In the last couple of months my son, who’s almost 18, has gotten into the Fall, or “the drunk guy”: this is the family name for him because it’s what the kids called him when they were much younger and heard him on the car stereo. So when the news broke that Mark E Smith had died and the kids were still over in the Americas on holiday, I got a couple of solicitous fb messages making sure I was ok. I was still upset about Ursula Le Guin the day before.
On Thursday my grief took the form of obsessively posting lyrics to Twitter and chasing up videos on YouTube, and listening to In a Hole and his 2007 collaboration with Mouse on Mars before I went to bed. Then on Friday morning I watched the video for “Hit the North”, which isn’t their greatest work but the music video is tongue-in-cheek and cute, and I lost it, just wept.
A lot of people describe the Fall’s sound as annoying but then there were the fans. It’s not without reason that MES wrote more songs attacking the people who bought his records than any other artist I can think of. There was a time in the late 80s when me and a friend communicated exclusively in Fall quotes, WHAT’S A COMPUTER? EAT Y’SELF FITTER! WHAT YOU NEED, AN OVEN MITT, FOR YOUR VERBOSE KITCHEN until our peers intervened with threats of violence. It’s like Monty Python for indie wankers, it gets into your system, although the class background is miles apart, music hall rather than university revues. It wasn’t until years later that I realised that MES has more than a little in common with Spike Milligan: acute intelligence, well outside the Oxbridge culture pipeline, a knack for absurdism and catchphrase, gifted parodist of the degenerate language of bureaucracy, tends to crack up at own jokes, fairly awful racial politics.
After the early 90s I lost touch, I was trying to fix my own mental health problems. Being an angry young man is a real fucking trap if you’ve got depression, and the spite and fire of MES were entangled with too much of what I was trying to get rid of. The closest I’ve got to knowing what the Fall sound like to a non-fan, just bitterness and meaningless in-jokes.

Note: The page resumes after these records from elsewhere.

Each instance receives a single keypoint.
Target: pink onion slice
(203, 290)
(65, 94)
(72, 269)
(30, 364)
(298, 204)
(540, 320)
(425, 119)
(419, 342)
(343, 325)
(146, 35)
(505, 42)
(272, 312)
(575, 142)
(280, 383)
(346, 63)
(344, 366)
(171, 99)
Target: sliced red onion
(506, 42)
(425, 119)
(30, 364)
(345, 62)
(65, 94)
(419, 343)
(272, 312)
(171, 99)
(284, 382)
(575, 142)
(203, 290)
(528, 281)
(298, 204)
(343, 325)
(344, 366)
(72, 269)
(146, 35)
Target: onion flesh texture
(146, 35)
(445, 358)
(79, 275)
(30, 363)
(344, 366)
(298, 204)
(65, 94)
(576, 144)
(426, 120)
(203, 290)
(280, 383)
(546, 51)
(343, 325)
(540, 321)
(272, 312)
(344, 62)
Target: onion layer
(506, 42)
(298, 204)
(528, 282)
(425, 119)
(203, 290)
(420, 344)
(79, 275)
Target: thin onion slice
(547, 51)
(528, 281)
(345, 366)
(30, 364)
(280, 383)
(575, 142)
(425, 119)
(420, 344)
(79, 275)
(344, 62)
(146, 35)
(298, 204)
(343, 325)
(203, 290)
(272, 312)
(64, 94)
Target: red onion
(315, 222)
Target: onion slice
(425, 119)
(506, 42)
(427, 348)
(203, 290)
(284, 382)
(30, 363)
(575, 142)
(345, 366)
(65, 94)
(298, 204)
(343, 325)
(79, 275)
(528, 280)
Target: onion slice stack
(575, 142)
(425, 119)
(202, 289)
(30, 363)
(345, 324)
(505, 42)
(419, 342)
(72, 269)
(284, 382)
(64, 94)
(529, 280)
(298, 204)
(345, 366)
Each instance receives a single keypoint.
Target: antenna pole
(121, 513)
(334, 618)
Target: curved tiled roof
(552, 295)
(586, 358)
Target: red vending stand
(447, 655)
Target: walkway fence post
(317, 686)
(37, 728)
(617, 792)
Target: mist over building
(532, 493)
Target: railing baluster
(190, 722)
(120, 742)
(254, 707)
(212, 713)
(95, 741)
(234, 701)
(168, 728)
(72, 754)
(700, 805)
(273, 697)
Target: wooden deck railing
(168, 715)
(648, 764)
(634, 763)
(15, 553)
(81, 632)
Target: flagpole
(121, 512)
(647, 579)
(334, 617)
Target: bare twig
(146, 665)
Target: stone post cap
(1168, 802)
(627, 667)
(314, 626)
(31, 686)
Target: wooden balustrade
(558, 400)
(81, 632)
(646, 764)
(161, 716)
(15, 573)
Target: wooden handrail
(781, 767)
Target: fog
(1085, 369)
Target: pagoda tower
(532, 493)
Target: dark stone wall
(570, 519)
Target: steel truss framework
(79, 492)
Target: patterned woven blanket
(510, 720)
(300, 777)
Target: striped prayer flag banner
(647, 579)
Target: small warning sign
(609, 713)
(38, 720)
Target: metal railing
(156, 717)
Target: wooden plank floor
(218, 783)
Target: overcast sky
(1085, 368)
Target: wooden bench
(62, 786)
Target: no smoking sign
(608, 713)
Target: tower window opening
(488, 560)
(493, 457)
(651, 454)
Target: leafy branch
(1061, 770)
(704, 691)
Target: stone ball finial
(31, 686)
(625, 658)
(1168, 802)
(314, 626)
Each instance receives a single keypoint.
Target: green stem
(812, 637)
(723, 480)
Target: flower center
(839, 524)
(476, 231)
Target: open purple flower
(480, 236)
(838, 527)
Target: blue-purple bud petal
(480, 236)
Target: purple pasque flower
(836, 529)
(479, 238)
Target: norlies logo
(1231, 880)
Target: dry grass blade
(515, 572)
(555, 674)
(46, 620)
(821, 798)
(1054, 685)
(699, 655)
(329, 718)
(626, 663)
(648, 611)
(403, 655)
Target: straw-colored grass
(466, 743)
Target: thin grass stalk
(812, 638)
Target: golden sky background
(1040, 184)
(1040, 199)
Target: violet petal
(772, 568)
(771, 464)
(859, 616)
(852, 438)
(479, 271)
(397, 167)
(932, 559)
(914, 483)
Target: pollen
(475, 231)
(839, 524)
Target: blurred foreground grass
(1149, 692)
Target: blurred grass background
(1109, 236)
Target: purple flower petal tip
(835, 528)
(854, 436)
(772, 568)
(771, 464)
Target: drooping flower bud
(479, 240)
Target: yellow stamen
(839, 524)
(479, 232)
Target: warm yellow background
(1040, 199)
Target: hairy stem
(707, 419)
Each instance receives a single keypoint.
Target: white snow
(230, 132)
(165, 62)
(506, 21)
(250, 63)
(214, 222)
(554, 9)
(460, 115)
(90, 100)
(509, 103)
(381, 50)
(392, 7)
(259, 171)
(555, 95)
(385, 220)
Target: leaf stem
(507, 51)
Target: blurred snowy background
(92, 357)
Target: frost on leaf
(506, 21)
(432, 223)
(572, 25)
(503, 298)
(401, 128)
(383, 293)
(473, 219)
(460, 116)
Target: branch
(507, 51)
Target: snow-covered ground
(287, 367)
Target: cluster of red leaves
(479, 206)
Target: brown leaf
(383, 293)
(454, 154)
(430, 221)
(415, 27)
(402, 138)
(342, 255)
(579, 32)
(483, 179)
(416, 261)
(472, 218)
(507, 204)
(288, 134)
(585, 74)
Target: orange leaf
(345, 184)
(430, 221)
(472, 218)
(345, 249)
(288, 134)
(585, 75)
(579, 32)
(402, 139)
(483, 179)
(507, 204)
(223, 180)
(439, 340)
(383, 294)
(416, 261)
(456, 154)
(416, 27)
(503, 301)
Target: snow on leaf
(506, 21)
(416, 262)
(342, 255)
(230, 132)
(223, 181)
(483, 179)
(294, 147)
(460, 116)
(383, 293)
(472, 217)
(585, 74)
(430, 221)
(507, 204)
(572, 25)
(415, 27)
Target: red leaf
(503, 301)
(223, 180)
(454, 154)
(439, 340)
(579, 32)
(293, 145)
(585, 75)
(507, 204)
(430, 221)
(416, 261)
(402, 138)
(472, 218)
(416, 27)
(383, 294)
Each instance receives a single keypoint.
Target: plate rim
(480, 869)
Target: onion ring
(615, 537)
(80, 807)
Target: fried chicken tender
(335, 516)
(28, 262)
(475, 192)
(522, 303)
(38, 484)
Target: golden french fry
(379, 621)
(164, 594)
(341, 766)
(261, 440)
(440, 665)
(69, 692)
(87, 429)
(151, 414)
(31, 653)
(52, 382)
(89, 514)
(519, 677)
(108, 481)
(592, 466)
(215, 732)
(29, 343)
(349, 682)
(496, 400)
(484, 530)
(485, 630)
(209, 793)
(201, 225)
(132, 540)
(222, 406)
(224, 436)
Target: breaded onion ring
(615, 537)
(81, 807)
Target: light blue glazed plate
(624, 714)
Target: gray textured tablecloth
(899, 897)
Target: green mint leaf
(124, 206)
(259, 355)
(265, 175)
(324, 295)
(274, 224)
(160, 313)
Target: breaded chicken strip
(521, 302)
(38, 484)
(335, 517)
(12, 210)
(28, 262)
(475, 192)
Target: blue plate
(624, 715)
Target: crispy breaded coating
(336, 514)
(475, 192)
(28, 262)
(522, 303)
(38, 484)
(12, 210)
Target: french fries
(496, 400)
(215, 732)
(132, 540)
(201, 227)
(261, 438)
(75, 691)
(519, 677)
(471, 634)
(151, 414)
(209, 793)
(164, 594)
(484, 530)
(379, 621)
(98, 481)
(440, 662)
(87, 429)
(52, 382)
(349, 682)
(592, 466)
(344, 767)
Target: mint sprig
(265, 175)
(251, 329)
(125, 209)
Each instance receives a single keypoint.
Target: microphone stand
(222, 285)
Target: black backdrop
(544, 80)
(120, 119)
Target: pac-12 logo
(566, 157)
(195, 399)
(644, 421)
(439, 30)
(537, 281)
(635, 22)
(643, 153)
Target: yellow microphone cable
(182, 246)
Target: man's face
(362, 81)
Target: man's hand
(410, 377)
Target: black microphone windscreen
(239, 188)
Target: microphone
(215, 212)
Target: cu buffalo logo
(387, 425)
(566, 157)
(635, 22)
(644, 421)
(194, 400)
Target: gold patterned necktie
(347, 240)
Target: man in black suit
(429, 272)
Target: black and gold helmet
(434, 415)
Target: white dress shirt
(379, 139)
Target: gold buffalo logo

But I came back eventually, catching up on the best of the post-90s stuff on the 50,000 Fall Fans Can’t Be Wrong compilation, downloading my favourites on iTunes because I can’t play vinyl any more.
There’s no way to brazen this out and pretend that it’s not nostalgia, but the voice in my head scolding me for this is that impossible-to-satisfy ideal from my youth, a kind of Stakhanovism of artistic cool, never look back, keep your eyes locked on the gleaming horizon of future creative genius. “Are you still doing what you did last year,” as MES scolded a fan who gobbed on him at a gig in the punk years. It was always a bit ridiculous, especially if you were from the arse end of the planet.
But here’s the thing: MES actually did it. He was inspirational. On the second album he sang a line adapted from William Blake, “I must create a new scheme / or live by another man’s”, and he was an autodidactic smartarse from Manchester who actually forged his own vision of the world. It may seem perverse but despite the snarling vitriol and wilful obfuscation there’s a generosity to this, the line he scribbled on the cover of Hex Enduction Hour, ‘HAVE A BLEEDING GUESS’ was an invitation as well as a threat.
It collapsed in on itself, sped onwards by drink — I saw them live in 2010 and it was better than I expected but also upsetting because he looked ruined, and the last track on the album I bought after that show, Your Future Our Clutter, felt prophetic of his dissolution: “The whirlpools get wider and wider,” he whispers over a distorted buzz. “You don’t deserve rock ’n’ roll.” The one thing he always believed in. I haven’t been game to listen to that track since he died.